Il m'a fait de la peine, l'Nicolas. La Comète va perdre ses gérants, honnêtes gens avec lesquels il avait tissé des liens d'amitié. Le bistrot va rester, mais il va perdre une partie de son âme. Pour Nicolas, la faute au libéralisme : des propriétaires qui attendent toujours plus de rentabilité. La réalité est plus diverse. Il se trouve que le sénateur centriste Nicolas About, et Michel Mercier, en charge de l'aménagement des espaces ruraux ont organisé un colloque sur la disparition des bars et cafés. J'en ai trouvé un compte-rendu sur la Toile. En fait, Nicolas n'a pas tout à fait tort, mais, c'est, plutôt, qu'il est mal tombé. L'institut Mimèsis a réalisé une étude en 2009 sur la convivialité des bars et mis en évidence quatre profils de propriétaires bien distincts. J'ai mis en gras le profil sur lequel Nicolas est tombé...
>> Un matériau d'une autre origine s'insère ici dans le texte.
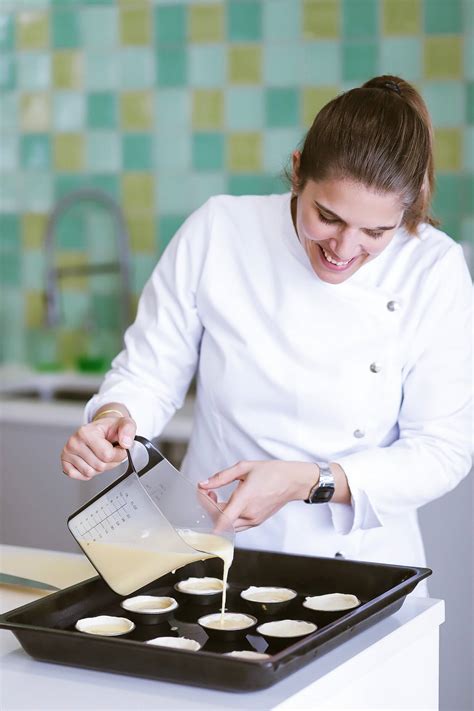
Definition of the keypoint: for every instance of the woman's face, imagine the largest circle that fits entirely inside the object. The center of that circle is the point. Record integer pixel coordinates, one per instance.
(342, 225)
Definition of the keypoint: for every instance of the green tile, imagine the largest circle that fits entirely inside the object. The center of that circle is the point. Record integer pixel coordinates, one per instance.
(321, 19)
(443, 57)
(7, 31)
(281, 20)
(7, 72)
(35, 151)
(65, 28)
(401, 17)
(172, 66)
(68, 111)
(136, 66)
(208, 151)
(402, 56)
(102, 111)
(446, 102)
(470, 102)
(359, 61)
(168, 225)
(244, 20)
(137, 151)
(170, 24)
(245, 64)
(103, 153)
(251, 184)
(33, 70)
(449, 194)
(244, 108)
(99, 27)
(443, 17)
(360, 19)
(281, 107)
(207, 65)
(206, 22)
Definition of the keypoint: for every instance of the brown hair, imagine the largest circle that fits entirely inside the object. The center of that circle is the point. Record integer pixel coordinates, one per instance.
(379, 135)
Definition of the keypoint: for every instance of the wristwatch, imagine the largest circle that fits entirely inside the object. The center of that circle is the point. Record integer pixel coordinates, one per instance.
(323, 490)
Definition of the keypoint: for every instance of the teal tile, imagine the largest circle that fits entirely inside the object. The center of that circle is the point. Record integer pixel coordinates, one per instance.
(33, 71)
(36, 191)
(7, 72)
(170, 24)
(172, 66)
(244, 108)
(137, 151)
(320, 63)
(168, 225)
(35, 151)
(445, 101)
(359, 60)
(173, 111)
(34, 269)
(68, 111)
(173, 155)
(360, 19)
(65, 28)
(281, 107)
(102, 71)
(9, 111)
(102, 151)
(449, 194)
(7, 31)
(208, 151)
(244, 20)
(470, 102)
(278, 146)
(102, 110)
(99, 27)
(207, 65)
(137, 68)
(443, 17)
(401, 56)
(280, 66)
(281, 20)
(242, 184)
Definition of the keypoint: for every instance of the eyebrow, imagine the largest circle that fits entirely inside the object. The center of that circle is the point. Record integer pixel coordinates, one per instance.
(333, 214)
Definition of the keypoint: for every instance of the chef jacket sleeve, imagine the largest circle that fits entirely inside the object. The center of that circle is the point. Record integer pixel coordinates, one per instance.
(434, 449)
(152, 373)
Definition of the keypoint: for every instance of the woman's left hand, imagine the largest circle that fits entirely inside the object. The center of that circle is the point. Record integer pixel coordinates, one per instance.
(264, 487)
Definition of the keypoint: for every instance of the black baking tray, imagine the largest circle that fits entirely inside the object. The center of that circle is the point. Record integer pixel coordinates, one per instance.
(45, 628)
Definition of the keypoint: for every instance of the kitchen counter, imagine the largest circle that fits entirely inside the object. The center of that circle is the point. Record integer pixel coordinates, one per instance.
(391, 665)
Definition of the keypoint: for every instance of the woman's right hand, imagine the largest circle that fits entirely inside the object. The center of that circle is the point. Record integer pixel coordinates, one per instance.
(90, 450)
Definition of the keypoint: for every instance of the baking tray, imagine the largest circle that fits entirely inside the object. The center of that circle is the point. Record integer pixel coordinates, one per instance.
(45, 628)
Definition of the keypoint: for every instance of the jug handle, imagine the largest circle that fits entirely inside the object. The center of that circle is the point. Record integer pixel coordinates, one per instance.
(154, 456)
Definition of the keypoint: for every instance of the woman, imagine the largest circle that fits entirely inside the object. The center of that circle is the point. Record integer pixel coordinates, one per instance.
(330, 330)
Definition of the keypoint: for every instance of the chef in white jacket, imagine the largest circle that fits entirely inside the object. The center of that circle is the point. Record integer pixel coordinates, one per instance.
(330, 331)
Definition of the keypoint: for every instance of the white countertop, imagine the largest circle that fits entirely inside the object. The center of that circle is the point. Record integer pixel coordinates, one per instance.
(367, 667)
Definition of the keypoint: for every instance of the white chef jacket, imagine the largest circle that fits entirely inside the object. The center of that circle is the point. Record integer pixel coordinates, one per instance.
(373, 373)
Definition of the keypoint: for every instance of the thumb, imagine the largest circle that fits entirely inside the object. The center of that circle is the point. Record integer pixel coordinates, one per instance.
(126, 430)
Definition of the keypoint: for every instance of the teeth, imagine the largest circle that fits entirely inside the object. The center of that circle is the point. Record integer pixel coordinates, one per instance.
(333, 261)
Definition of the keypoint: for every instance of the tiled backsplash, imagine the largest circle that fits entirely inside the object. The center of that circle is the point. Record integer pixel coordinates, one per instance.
(162, 104)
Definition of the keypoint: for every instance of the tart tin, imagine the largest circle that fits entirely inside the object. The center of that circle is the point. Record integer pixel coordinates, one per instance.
(149, 609)
(259, 599)
(105, 625)
(189, 645)
(226, 634)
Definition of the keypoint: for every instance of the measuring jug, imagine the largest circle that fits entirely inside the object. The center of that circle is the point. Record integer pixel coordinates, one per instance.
(148, 523)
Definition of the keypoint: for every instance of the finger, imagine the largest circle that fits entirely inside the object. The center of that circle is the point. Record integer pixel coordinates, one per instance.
(226, 476)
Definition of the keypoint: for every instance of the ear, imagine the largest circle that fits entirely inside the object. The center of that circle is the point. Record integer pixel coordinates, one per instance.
(295, 158)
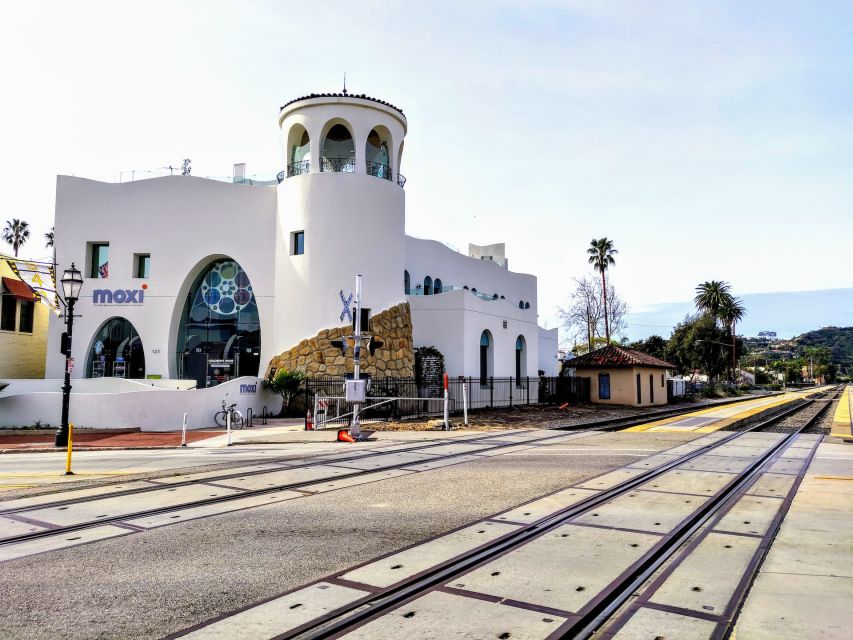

  • Les nouveaux entrants (entreprise familiale) : en début de carrière, ces jeunes de moins de 30 ans sont désireux de s’intégrer socialement, que ce soit des immigrés ou des jeunes en échec scolaire. Ils visent la satisfaction et la fidélisation du client. Ce sont les seuls qui ont conscience de la nécessité de se former. Maîtres mots : générosité, confiance, ouverture.
  • Les investisseurs (associés ou seuls) : dans une dynamique de réussite sociale, ils en sont à leur deuxième ou troisième affaire. La dimension commerciale et financière est primordiale. Il s’agit de rentabiliser au mieux et au plus vite leur investissement, en choisissant les produits les plus rémunérateurs et capteurs de clients. Maîtres mots : productivisme, pragmatisme, convivialité a minima dans un but commercial.
  • Les insatisfaits (seuls ou couples en difficulté) : en situation d’échec, ils vivent un décalage entre leur fantasme de réussite et leur réalité. La convivialité est une attitude calculée.
  • Les “deuxième vie” (couples en harmonie) : C’est une reconversion mûrie, préparée, et réussie en couple. Le café correspond à l’aboutissement de leur carrière. Maîtres mots : valeurs d’écoute, de partage, de générosité.

 

Le compte-rendu note, parmi les maux dont souffrent les bistrots en effet la Grande Distribution qui se réinvestit sur le commerce de proximité que ce soit en centre-ville ou dans les quartiers. Mais elle n'est pas seule : buvettes non professionnelles, associations sportives, mairies, clubs mènent la vie dure à nos estaminets. Plus insidieux, l'image associée aux bistrots (le café du commerce), les nuisances qu'on leur prête, la répression de l'alcool et du tabac et des normes de sécurité et d'aménagement toujours plus exigeantes contribuent à l'effacement progressif de ces établissements de notre paysage. Quelques chiffres sont évocateurs : 200 000 bistrots et cafés en 1960, 37 000 aujourd'hui. On mesure mieux l'état de la convivialité et la déliquescence du lien social avec un phénomène d'une telle ampleur.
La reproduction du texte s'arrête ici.